You’ve got a surefire idea. Maybe it’s for a brand new business, or perhaps just a new product or service at your current company. Whatever it is, to make your dream a reality, you need a go-to-market strategy.
The go-to-market strategy is an action plan that outlines the steps an organization will take to launch its product in the marketplace, achieve its key value propositions, satisfy customers, and meet its revenue and profit targets. It helps define the ideal customers and specifies how a company will go about releasing a new product, promoting it, and ultimately selling it to its customers.
The following elements comprise a product’s go-to-market strategy:
- Methods and channels of sales
- Training the sales and support team
- Pricing strategy
- Budget for product launch and marketing
Benefits of Using GTM Framework
To introduce an innovative product to the public, a product team can create a go-to-market (GTM) plan that provides them with a tactical blueprint for all the steps they need to take externally. Businesses can benefit from developing a GTM strategy in the following ways:
- It can reduce the time to market
- Save costs on failed product launches
- Provide a positive customer experience
- Clarify the mission
- Ensure a successful product launch
- Reduce customer acquisition costs
- Strengthens the company’s capacity to tackle challenges
- Guides the team throughout the process
- Establishes a path for growth
Types of go-to-market strategy
There are two main types of go-to-market strategy: product-led market strategy and sales-led market strategy.
Product-led GTM strategies place the product at the core of growth, not just as a solution to a business problem, but also as a silent salesperson since they allow customers to buy, renew, and upgrade without leaving the product.
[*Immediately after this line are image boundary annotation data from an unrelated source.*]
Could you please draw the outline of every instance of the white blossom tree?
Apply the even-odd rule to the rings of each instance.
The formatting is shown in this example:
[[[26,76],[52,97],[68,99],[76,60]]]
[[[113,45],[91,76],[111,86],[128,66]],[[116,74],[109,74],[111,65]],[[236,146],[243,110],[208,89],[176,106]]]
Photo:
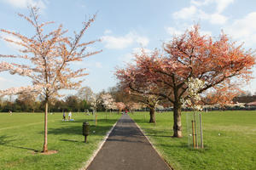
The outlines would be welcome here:
[[[114,107],[114,100],[110,94],[103,94],[101,96],[102,105],[106,110],[111,110]]]
[[[65,36],[67,31],[63,30],[62,25],[60,25],[56,30],[45,32],[44,31],[45,26],[53,24],[53,22],[40,22],[38,8],[30,8],[29,16],[20,14],[19,15],[33,26],[35,34],[28,37],[23,36],[19,32],[1,29],[0,32],[18,39],[18,41],[15,41],[8,37],[3,37],[4,41],[22,48],[19,49],[20,54],[0,54],[0,57],[12,58],[14,60],[21,59],[28,62],[20,61],[20,63],[18,63],[20,60],[16,63],[3,61],[0,64],[0,71],[8,71],[11,74],[27,76],[32,80],[32,85],[1,90],[0,94],[2,95],[9,95],[20,93],[33,93],[44,96],[45,112],[43,151],[47,152],[47,111],[49,102],[54,97],[60,96],[58,91],[61,89],[75,89],[79,88],[83,80],[78,80],[78,78],[87,75],[84,72],[85,68],[73,69],[70,65],[72,62],[83,61],[83,59],[100,52],[87,52],[86,50],[88,45],[93,44],[99,40],[81,42],[83,35],[90,24],[94,22],[96,15],[83,23],[83,28],[79,33],[75,33],[74,37]]]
This strategy uses the product itself to acquire and retain users.
In a sales-led strategy, the salesperson initiates and closes the sale. While the product features prominently in the sales conversation, the sale itself happens off-site. A sales-led GTM strategy uses marketing to drum up interest for a product, capturing it in content and demo forms.
Like any plan or strategy, you need to do a bit of research and digging before you can put a go-to-market strategy. Your GTM strategy covers a lot of information in a short, concise manner. So before you jump in and start filling out page after page, it’s important to have a firm idea of what you’re doing.
- Define the target market: It is important to define a market in a way that makes sense for the strategy you are following. Markets can be defined as a certain sector, a job, a demographic, or a physical location.
- Making the product market-ready: Though it’s the job of the product strategy to explain the value the product brings and to whom, the go-to-market strategy goes deeper, explaining how to communicate these benefits in each market being targeted.
- Pricing strategy: The price is one of the most important factors for new product launches. A great product can lose customers if overpriced, and if underpriced you might be leaving money on the table.
- Reach and retain customers: The final part of an effective go-to-market strategy should take the prospect journey all the way through to sales closure, adoption, and future upgrades and renewals. The core of this phase is the sales and marketing plan, which considers the best channels to reach prospects with the value proposition.
Go-to-Market Strategy vs Marketing Strategy – What’s the Difference?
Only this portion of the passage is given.